Even if your company deals with customers on a local level, just having a Web page where people can get more information can work wonders. The big trick, according to Pinson, is to spend time building traffic to your site.

"A lot of small businesses don't follow through enough with their Web site," she notes. For example, they don't register it with search engines.

An effective Internet presence can be one more way for customers to find out about you, on top of a Yellow Pages entry or an ad in your local newspaper.

Ingratiate with information
Build trust and recruit new customers by supplying information free of charge, suggests Mike Marchev, a trainer, coach and author of Become the Exception: Ideas and Strategies that Put the Fun Back into Selling.

This can be as simple as putting together a pamphlet explaining how to choose a pest exterminator when you're in the extermination business, or a dog first aid guide for a dog obedience teacher.

"So you probably think if you give away this information, aren't you giving away business?" Marchev asks. "Not really. Most people will read your report and decide they'd rather hire you to do whatever it is than do it themselves."

Be tenacious
Marchev says you never know when a prospect will turn into a customer. So it's wise to keep people on mailing lists and apprised of what you're doing.

"I sent out e-mails to this one guy about my book," Marchev says. "I'd sent out 400 e-mails probably and after the 401st e-mail, he decided to buy."

Of course, a small business owner has to be realistic as well as tenacious. If somebody is definitely not a candidate for your product or service -- for example, you're trying to sell a baby carrier to a confirmed bachelor -- then don't waste your time trying to sell it.
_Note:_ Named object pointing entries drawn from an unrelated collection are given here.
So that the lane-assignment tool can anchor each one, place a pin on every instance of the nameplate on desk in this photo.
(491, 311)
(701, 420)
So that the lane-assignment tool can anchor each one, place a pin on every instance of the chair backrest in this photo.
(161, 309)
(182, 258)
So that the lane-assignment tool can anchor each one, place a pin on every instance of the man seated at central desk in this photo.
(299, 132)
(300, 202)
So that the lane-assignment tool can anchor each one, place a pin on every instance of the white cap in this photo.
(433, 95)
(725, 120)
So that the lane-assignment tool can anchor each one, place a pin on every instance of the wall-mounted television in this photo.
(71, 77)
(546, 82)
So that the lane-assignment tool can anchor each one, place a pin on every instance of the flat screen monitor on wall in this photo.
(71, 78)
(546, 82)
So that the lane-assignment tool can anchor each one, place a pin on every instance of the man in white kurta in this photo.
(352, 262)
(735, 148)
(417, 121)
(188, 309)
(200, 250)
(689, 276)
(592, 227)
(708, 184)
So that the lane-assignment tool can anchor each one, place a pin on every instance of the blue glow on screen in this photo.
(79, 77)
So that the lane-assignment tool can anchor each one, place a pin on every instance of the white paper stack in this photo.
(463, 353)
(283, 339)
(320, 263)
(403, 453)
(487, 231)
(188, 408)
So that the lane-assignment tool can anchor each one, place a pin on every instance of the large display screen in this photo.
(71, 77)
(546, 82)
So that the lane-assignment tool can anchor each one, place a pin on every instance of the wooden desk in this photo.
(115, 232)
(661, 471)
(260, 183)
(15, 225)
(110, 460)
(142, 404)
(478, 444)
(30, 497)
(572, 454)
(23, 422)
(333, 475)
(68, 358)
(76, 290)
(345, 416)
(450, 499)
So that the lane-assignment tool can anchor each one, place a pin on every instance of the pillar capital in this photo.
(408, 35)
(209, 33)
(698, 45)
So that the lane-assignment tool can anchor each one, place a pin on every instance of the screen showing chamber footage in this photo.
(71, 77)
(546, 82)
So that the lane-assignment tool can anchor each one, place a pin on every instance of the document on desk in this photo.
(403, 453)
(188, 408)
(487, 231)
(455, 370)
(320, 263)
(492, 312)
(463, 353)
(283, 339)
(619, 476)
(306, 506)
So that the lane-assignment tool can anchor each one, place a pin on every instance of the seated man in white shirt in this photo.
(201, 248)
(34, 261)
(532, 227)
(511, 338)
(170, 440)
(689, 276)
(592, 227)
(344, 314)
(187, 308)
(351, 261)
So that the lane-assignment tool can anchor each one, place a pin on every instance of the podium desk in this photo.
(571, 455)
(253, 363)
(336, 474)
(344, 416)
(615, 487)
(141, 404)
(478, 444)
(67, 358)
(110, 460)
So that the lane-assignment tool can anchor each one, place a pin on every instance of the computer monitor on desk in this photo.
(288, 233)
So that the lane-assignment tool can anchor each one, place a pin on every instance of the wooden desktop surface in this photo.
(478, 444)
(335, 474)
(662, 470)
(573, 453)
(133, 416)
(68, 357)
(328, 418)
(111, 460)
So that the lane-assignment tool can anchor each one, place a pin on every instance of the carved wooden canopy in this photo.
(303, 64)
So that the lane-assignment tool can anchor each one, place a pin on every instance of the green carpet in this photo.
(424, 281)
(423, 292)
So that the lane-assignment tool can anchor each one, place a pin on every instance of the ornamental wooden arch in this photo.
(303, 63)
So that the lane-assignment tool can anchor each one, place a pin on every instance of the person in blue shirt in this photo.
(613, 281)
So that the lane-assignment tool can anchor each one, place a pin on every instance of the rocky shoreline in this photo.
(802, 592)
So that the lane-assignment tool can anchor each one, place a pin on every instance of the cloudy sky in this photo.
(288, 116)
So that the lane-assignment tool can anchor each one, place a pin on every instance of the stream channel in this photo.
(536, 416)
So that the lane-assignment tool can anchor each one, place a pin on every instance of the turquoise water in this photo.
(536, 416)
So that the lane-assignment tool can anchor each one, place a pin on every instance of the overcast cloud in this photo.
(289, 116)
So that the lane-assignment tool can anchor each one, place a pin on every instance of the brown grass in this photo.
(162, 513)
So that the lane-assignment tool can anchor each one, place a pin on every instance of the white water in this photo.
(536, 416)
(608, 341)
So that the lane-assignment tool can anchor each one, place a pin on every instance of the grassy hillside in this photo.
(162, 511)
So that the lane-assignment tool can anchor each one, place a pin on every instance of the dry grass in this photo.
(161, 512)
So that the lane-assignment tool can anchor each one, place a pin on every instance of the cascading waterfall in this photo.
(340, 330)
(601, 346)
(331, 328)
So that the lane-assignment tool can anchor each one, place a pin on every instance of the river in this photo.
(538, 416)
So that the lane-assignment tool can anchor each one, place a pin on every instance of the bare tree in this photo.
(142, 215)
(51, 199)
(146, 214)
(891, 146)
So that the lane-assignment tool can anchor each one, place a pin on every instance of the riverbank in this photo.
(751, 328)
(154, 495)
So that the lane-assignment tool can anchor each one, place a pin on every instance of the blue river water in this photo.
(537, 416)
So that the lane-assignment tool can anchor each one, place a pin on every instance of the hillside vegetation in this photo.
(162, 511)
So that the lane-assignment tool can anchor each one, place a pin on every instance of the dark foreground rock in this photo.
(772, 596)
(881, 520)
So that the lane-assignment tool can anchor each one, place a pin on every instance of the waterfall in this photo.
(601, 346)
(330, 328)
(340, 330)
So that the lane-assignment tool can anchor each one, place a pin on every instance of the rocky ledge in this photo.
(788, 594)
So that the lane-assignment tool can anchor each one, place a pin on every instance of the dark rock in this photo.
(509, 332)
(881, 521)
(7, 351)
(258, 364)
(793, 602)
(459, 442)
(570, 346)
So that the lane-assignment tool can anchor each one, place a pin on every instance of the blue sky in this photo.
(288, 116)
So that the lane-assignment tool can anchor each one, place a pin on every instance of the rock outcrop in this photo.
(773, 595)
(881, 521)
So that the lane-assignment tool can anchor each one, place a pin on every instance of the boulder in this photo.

But if there's a chance, you should keep in touch with the prospect. Marchev likens it to a line out of the movie Cast Away: "Tom Hanks says something like, 'Tomorrow is a brand new day and you never know what the tide will bring in.'

"In other words, a common mistake that people make is that they quit too soon rather than ride things out."

Perpetual marketing
Finally, Gordon notes that marketing is a never-ending process for a successful business.

Just keep it focused and keep looking for customers. That way, your company will never go through a business drought.

And your home-based business game of hide-and-seek has a great chance to turn into an entrepreneurial "Who Wants to Be A Millionaire."

Jenny C. McCune is a contributing editor based in Montana.